- Microsoft leads with about $30 billion investment across cloud, AI and data centres over the next four years.
- Nvidia, OpenAI, Google and others join, as the UK seeks to build home-grown AI resilience and compute power.
What happened: Microsoft, Nvidia and others pledge $40 billion to expand UK AI and data centre capacity
Research published by Capacity Media shows that Microsoft, Nvidia and several other major technology firms promise more than $40 billion in fresh investment in UK AI infrastructure and data centre capacity. Microsoft alone pledges roughly $30 billion over the next four years, with about half of that dedicated to new data centre builds and AI infrastructure. The company also plans to deploy some 23,000 advanced AI chips in UK facilities and is investing in a supercomputing hub in Loughton with the British firm Nscale.
Nvidia is contributing too: a commitment of around $14bn in partnership with hyperscale operators and providers such as Nscale and CoreWeave, including plans to install up to 120,000 Blackwell Ultra GPUs by end-2026. OpenAI is collaborating on the Stargate UK project at Cobalt Park, Newcastle, scaling from 8,000 GPUs initially to over 30,000 in later phases. Google is investing about $6.3 billion and building a new data centre at Waltham Cross, while Salesforce commits roughly $6 billion to expand its AI-driven cloud services in the UK.
Also read: Core Scientific to host CoreWeave’s AI servers in $1.6B deal
Also read: OpenAI secures $12B deal with CoreWeave
Why it is important
The UK is positioning itself as a global hub for AI, data centres, and sovereign compute capacity, as evidenced by this wave of investment. Having compute infrastructure domestically enables both public and private organisations to meet security and regulatory requirements in light of the growing concerns about digital sovereignty, latency, and supply chain resilience. These pledges also help the UK government achieve its objectives for skills development, job creation, and regional growth.

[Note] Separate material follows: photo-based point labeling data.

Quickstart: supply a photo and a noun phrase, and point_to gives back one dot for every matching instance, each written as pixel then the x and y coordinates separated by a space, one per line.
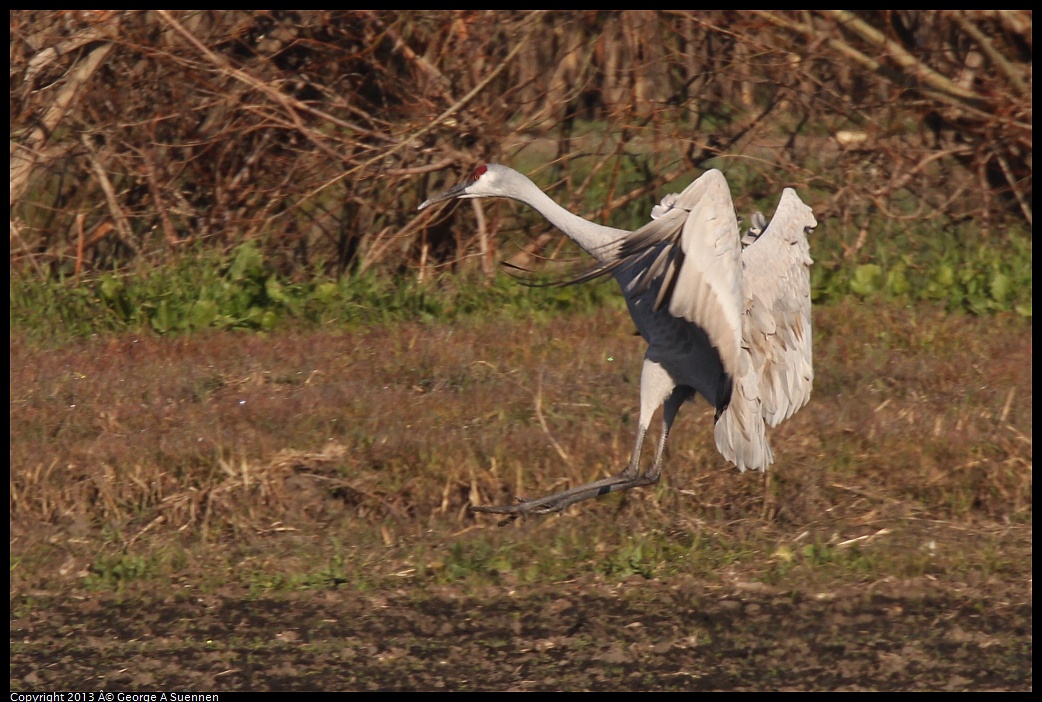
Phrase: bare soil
pixel 289 512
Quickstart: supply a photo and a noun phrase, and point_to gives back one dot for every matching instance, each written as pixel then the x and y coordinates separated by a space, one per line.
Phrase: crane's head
pixel 488 180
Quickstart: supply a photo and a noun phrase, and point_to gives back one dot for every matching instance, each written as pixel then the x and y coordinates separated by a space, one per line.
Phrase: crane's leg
pixel 656 390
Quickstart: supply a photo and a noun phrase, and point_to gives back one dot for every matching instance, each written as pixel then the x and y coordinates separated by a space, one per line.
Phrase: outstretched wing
pixel 692 247
pixel 775 361
pixel 776 330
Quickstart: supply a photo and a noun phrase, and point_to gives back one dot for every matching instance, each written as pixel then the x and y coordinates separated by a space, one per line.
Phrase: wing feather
pixel 776 281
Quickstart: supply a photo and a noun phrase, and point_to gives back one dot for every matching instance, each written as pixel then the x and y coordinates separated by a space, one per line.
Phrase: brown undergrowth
pixel 261 467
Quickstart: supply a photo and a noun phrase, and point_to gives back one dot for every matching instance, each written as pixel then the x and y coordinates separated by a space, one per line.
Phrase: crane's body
pixel 730 325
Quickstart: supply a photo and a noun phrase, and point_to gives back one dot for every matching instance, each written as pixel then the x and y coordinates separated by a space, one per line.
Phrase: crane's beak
pixel 453 192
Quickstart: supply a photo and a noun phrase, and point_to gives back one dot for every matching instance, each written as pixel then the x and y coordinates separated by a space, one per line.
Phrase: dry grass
pixel 364 448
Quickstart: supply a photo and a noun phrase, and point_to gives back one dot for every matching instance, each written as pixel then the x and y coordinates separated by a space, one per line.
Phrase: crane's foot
pixel 557 501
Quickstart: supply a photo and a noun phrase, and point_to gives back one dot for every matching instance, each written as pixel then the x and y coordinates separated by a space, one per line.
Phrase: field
pixel 288 510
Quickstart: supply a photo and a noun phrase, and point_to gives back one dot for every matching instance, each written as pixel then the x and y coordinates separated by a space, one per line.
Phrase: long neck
pixel 594 239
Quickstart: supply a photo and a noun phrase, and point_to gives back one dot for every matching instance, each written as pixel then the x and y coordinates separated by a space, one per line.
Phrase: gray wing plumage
pixel 692 245
pixel 753 304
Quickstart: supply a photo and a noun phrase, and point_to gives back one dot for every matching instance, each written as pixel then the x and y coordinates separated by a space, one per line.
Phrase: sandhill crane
pixel 732 325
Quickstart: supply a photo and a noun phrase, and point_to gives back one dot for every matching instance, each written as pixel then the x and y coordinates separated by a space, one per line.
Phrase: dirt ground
pixel 894 551
pixel 640 634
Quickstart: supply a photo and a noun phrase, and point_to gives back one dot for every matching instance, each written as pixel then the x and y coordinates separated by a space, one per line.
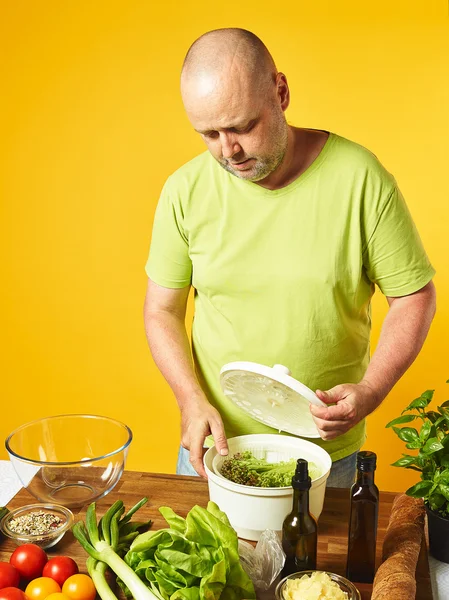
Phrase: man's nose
pixel 229 145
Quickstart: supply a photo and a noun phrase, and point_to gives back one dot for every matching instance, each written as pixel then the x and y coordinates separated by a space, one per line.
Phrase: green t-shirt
pixel 286 276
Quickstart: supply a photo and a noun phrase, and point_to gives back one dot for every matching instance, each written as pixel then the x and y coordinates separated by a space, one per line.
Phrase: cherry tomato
pixel 79 587
pixel 12 594
pixel 9 575
pixel 60 568
pixel 40 588
pixel 29 560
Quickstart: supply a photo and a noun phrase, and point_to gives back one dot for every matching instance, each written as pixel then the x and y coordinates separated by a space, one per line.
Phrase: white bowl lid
pixel 271 396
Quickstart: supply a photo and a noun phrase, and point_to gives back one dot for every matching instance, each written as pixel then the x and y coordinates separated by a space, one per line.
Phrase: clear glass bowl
pixel 44 540
pixel 69 459
pixel 345 585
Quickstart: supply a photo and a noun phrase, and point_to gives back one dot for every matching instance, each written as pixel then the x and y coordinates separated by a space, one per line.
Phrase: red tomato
pixel 12 594
pixel 9 576
pixel 79 587
pixel 40 588
pixel 29 560
pixel 60 568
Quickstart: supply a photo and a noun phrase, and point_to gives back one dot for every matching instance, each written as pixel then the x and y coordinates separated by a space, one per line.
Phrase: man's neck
pixel 303 147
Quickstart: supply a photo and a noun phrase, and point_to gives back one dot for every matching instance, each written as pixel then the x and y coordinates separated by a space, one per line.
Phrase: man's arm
pixel 164 316
pixel 403 333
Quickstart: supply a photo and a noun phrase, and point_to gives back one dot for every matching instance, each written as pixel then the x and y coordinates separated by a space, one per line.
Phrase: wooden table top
pixel 181 493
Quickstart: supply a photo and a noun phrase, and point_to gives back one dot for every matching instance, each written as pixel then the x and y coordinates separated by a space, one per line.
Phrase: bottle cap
pixel 301 479
pixel 366 460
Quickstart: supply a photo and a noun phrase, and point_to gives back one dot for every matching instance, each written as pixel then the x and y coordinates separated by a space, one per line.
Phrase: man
pixel 283 233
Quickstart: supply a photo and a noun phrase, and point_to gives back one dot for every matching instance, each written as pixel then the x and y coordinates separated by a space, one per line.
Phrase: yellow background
pixel 92 124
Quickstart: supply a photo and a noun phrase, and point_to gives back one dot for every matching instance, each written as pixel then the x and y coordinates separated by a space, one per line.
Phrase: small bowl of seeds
pixel 40 524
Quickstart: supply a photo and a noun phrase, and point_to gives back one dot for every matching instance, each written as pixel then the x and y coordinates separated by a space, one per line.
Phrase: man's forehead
pixel 225 112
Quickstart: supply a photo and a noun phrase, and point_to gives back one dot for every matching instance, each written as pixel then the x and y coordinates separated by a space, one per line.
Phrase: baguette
pixel 395 578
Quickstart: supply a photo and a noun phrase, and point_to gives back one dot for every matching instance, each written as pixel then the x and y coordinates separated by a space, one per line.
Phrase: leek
pixel 104 542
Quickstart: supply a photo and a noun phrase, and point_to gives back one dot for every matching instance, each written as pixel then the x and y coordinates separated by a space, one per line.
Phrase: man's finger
pixel 221 443
pixel 196 456
pixel 330 435
pixel 338 412
pixel 333 395
pixel 327 426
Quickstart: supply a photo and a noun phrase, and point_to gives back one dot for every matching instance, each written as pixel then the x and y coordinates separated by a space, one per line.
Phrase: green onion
pixel 105 541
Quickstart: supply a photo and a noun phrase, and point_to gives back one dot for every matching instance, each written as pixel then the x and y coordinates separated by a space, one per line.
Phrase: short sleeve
pixel 394 257
pixel 169 263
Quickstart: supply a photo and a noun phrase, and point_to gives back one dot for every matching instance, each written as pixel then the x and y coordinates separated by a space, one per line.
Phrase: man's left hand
pixel 350 402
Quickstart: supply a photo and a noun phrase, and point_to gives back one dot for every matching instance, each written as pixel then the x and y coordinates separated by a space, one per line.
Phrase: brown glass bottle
pixel 299 530
pixel 363 521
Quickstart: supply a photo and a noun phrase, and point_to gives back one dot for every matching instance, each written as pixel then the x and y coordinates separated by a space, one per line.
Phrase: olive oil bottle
pixel 363 521
pixel 299 530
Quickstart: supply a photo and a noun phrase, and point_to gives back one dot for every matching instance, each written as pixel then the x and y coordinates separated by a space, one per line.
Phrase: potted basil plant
pixel 429 435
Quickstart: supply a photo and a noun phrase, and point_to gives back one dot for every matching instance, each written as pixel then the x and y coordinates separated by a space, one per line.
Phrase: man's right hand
pixel 198 420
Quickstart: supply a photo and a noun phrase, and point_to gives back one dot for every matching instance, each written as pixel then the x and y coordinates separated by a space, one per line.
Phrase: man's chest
pixel 240 246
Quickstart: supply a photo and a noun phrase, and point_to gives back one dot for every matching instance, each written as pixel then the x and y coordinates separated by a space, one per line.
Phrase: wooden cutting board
pixel 181 493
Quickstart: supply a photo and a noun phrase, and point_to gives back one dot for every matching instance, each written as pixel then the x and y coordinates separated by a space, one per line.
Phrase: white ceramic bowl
pixel 251 510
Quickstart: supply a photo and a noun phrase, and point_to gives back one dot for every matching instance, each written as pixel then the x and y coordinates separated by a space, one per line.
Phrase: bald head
pixel 226 55
pixel 235 98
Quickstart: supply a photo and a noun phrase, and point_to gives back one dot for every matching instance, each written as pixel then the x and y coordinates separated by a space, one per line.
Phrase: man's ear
pixel 283 91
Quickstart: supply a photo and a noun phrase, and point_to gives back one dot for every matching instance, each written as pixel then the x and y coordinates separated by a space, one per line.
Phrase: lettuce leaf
pixel 195 558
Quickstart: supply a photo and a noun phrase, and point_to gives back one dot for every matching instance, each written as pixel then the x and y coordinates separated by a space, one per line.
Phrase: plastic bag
pixel 264 562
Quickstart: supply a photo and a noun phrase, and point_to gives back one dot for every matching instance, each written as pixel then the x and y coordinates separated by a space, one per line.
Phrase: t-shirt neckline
pixel 255 188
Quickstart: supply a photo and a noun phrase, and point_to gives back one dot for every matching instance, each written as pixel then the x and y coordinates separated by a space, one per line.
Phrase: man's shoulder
pixel 360 160
pixel 198 167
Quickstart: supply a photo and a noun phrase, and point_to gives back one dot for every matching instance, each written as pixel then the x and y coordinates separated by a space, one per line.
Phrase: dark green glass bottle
pixel 362 536
pixel 299 530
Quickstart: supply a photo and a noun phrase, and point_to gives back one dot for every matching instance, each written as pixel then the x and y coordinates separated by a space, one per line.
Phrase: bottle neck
pixel 365 477
pixel 301 501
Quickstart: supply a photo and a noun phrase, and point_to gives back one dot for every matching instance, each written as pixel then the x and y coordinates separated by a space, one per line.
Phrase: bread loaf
pixel 395 578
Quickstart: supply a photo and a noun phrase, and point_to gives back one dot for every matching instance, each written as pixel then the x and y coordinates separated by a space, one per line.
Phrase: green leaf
pixel 414 445
pixel 401 420
pixel 432 415
pixel 425 431
pixel 416 403
pixel 420 489
pixel 437 501
pixel 444 477
pixel 404 461
pixel 432 445
pixel 406 434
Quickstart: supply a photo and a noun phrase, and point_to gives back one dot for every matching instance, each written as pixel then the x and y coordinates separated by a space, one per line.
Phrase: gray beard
pixel 260 170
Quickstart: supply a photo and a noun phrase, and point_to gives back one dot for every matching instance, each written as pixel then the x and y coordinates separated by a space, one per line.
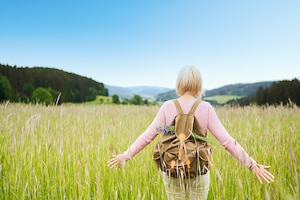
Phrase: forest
pixel 48 85
pixel 24 84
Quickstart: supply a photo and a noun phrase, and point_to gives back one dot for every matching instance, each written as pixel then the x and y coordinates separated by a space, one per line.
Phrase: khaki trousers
pixel 182 189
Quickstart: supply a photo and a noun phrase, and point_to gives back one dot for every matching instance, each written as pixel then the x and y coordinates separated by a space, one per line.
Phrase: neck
pixel 187 96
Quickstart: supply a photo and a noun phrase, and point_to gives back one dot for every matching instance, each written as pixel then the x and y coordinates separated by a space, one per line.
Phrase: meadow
pixel 62 152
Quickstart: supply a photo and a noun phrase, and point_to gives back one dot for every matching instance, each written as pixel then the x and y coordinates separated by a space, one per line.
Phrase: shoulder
pixel 205 105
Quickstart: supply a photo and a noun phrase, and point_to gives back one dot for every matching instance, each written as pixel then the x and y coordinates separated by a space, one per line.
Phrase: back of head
pixel 189 81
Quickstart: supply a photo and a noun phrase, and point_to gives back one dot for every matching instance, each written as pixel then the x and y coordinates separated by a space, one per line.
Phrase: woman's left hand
pixel 116 161
pixel 261 173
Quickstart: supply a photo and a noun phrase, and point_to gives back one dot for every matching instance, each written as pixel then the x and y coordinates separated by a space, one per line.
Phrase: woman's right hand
pixel 261 173
pixel 116 161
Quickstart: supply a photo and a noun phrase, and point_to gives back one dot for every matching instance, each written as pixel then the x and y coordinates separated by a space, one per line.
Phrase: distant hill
pixel 226 93
pixel 148 92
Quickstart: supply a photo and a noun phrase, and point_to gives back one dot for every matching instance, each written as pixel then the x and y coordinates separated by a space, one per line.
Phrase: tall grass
pixel 62 152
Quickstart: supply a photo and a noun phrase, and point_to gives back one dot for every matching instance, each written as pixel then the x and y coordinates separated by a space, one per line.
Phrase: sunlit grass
pixel 62 152
pixel 222 99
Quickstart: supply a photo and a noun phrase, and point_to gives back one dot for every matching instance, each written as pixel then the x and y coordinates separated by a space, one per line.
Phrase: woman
pixel 189 88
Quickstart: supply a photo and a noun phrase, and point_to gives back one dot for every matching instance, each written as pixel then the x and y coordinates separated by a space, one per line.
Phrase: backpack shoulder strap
pixel 192 111
pixel 179 109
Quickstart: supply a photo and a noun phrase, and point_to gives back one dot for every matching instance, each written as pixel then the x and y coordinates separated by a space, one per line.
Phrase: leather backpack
pixel 183 152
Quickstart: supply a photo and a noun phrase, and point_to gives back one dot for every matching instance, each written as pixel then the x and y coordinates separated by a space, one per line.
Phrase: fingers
pixel 261 173
pixel 114 163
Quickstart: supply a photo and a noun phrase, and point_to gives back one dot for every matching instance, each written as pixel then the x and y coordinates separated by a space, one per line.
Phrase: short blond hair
pixel 189 80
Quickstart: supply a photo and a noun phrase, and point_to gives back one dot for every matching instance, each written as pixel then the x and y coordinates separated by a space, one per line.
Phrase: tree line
pixel 24 84
pixel 283 92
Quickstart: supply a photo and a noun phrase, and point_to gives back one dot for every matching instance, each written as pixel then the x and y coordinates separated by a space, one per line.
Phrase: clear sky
pixel 138 42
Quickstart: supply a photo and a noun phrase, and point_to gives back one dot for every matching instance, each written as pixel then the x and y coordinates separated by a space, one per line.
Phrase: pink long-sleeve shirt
pixel 208 120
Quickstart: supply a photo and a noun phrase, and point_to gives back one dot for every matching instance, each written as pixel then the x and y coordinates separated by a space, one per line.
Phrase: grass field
pixel 62 152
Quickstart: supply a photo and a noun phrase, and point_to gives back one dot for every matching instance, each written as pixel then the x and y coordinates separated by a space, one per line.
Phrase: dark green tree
pixel 41 95
pixel 5 88
pixel 136 100
pixel 115 99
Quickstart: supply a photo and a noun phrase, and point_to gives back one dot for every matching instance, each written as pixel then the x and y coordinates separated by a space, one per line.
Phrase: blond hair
pixel 189 81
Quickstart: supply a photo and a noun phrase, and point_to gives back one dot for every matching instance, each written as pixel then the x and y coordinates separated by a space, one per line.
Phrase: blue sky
pixel 135 42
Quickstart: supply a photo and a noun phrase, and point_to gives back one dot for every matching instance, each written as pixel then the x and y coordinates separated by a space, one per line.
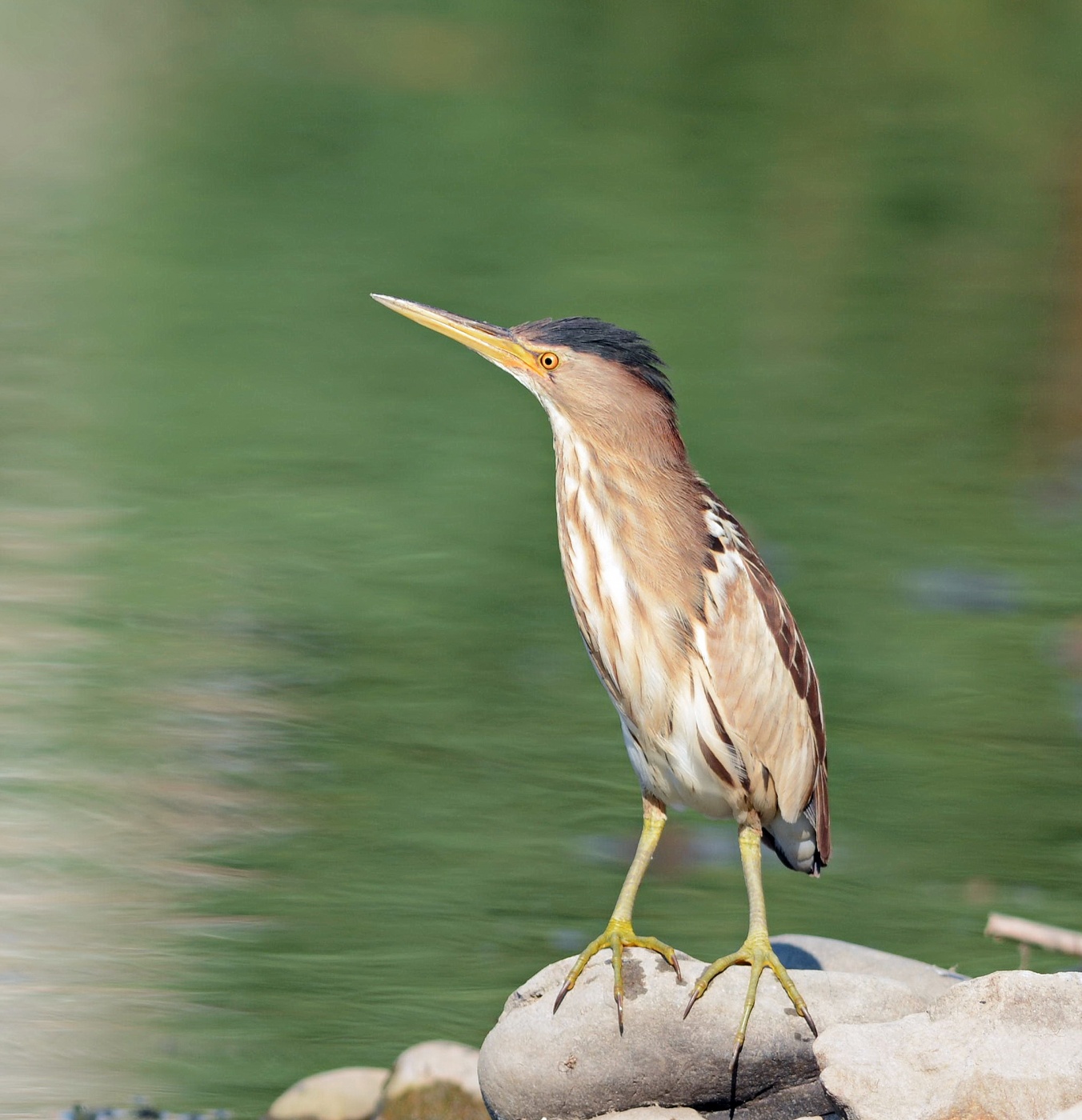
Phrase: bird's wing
pixel 763 681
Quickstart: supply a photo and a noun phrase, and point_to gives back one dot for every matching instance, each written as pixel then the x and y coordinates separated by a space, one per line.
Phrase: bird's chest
pixel 632 618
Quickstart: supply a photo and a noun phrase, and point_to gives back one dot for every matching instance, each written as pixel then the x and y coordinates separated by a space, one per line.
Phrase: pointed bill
pixel 493 343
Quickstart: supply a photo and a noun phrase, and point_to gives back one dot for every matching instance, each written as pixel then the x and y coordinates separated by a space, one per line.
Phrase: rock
pixel 434 1063
pixel 440 1101
pixel 802 951
pixel 998 1047
pixel 434 1081
pixel 576 1064
pixel 653 1112
pixel 351 1094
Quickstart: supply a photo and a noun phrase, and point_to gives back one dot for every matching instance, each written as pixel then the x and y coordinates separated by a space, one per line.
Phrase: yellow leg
pixel 756 950
pixel 619 933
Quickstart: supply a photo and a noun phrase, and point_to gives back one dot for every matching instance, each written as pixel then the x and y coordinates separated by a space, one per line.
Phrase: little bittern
pixel 692 640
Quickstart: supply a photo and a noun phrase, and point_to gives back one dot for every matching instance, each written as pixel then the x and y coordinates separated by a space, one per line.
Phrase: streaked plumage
pixel 694 642
pixel 688 632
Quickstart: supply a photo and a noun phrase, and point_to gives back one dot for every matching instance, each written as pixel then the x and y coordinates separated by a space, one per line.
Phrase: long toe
pixel 616 938
pixel 759 955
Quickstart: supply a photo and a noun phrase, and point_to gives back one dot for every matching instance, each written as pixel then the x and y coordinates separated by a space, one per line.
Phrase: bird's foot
pixel 756 952
pixel 617 937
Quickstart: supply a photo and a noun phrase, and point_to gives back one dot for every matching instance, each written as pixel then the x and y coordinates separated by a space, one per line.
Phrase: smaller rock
pixel 435 1063
pixel 1000 1046
pixel 351 1094
pixel 434 1081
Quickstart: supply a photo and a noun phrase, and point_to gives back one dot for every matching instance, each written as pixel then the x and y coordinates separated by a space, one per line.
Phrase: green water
pixel 303 759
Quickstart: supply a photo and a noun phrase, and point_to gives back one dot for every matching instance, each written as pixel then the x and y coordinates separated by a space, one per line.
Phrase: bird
pixel 695 644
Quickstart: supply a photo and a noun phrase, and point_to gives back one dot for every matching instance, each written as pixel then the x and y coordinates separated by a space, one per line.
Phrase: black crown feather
pixel 595 336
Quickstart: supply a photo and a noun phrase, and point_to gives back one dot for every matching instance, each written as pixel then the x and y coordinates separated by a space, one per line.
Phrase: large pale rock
pixel 803 951
pixel 576 1064
pixel 1000 1047
pixel 351 1094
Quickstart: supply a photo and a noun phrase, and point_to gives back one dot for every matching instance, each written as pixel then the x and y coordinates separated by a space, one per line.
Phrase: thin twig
pixel 1034 933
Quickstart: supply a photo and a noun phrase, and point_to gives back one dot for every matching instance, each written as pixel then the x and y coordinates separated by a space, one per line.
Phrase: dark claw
pixel 691 1002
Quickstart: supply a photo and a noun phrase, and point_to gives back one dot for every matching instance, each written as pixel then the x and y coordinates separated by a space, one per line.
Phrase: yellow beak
pixel 493 343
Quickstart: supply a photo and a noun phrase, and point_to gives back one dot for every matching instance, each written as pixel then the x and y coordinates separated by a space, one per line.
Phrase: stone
pixel 653 1112
pixel 435 1063
pixel 1000 1047
pixel 351 1094
pixel 434 1081
pixel 576 1064
pixel 803 951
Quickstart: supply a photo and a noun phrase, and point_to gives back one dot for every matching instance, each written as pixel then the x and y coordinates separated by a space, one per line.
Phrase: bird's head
pixel 593 375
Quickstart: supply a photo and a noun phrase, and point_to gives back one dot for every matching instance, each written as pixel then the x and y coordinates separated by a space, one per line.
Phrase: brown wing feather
pixel 775 718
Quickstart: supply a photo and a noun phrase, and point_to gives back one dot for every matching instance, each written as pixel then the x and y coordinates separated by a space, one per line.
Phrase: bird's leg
pixel 619 933
pixel 756 950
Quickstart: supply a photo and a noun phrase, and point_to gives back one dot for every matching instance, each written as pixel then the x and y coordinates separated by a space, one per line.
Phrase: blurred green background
pixel 303 758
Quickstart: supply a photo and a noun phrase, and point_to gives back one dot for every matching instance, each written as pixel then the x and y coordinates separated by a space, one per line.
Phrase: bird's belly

From an infrastructure perspective, such scale matters: deploying supercomputing hubs, large GPU clusters and data centres helps meet the surging demand from AI model training, cloud computing and generative AI applications. But delivering on these pledges will require overcoming practical hurdles—power supply, planning permissions, regulatory standards and ensuring environmental sustainability. If companies succeed, this could set a benchmark for what major tech investment in AI looks like in Europe.